You can index multiple fields for the text index. The following example creates a text index on the fields subject and comments:

db.reviews.createIndex(
   {
     subject: "text",
     comments: "text"
   }
 )

A compound index can include text index keys in combination with ascending/descending index keys. For more information, see 复合索引.

In order to drop a text index, use the index name. See 使用索引名称来删除 文本 索引 for more information.

Specify Weights

For a text index, the weight of an indexed field denotes the significance of the field relative to the other indexed fields in terms of the text search score.

For each indexed field in the document, MongoDB multiplies the number of matches by the weight and sums the results. Using this sum, MongoDB then calculates the score for the document. See $meta operator for details on returning and sorting by text scores.

The default weight is 1 for the indexed fields. To adjust the weights for the indexed fields, include the weights option in the db.collection.createIndex() method.

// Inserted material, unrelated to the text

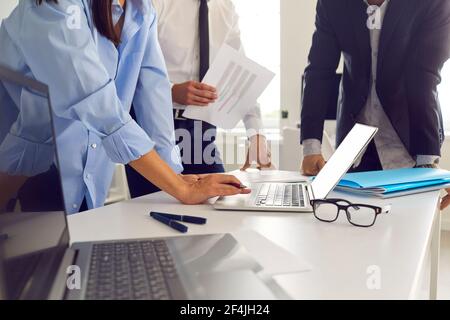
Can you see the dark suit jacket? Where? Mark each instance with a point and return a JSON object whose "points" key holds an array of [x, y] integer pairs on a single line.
{"points": [[414, 45]]}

For more information using weights to control the results of a text search, see 通过权重控制搜索结果.

Wildcard Text Indexes

When creating a text index on multiple fields, you can also use the wildcard specifier ($**). With a wildcard text index, MongoDB indexes every field that contains string data for each document in the collection. The following example creates a text index using the wildcard specifier:

db.collection.createIndex( { "$**": "text" } )

This index allows for text search on all fields with string content. Such an index can be useful with highly unstructured data if it is unclear which fields to include in the text index or for ad-hoc querying.

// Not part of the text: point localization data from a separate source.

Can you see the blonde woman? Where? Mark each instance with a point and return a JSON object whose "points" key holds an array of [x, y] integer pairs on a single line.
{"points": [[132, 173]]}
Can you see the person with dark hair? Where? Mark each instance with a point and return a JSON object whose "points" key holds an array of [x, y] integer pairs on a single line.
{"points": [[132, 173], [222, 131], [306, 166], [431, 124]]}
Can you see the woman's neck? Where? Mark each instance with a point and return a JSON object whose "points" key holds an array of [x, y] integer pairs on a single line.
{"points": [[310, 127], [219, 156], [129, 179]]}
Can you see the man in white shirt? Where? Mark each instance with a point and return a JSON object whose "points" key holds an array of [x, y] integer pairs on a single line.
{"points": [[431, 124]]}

Wildcard text indexes are text indexes on multiple fields. As such, you can assign weights to specific fields during index creation to control the ranking of the results. For more information using weights to control the results of a text search, see 通过权重控制搜索结果.

Wildcard text indexes, as with all text indexes, can be part of a compound indexes. For example, the following creates a compound index on the field a as well as the wildcard specifier:

db.collection.createIndex( { a: 1, "$**": "text" } )

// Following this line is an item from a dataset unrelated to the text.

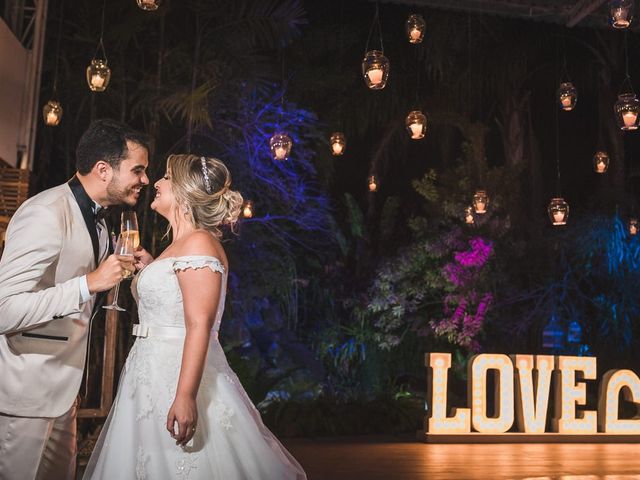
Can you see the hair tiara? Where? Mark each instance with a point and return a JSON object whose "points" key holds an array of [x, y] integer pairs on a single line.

As with all compound text indexes, since the a precedes the text index key, in order to perform a $text search with this index, the query predicate must include an equality match conditions a. For information on compound text indexes, see Compound Text Indexes.

Case Insensitivity

在 3.2 版更改.

The version 3 text index supports the common C, simple S, and for Turkish languages, the special T case foldings as specified in Unicode 8.0 Character Database Case Folding.

The case foldings expands the case insensitivity of the text index to include characters with diacritics, such as é and É, and characters from non-Latin alphabets, such as “И” and “и” in the Cyrillic alphabet.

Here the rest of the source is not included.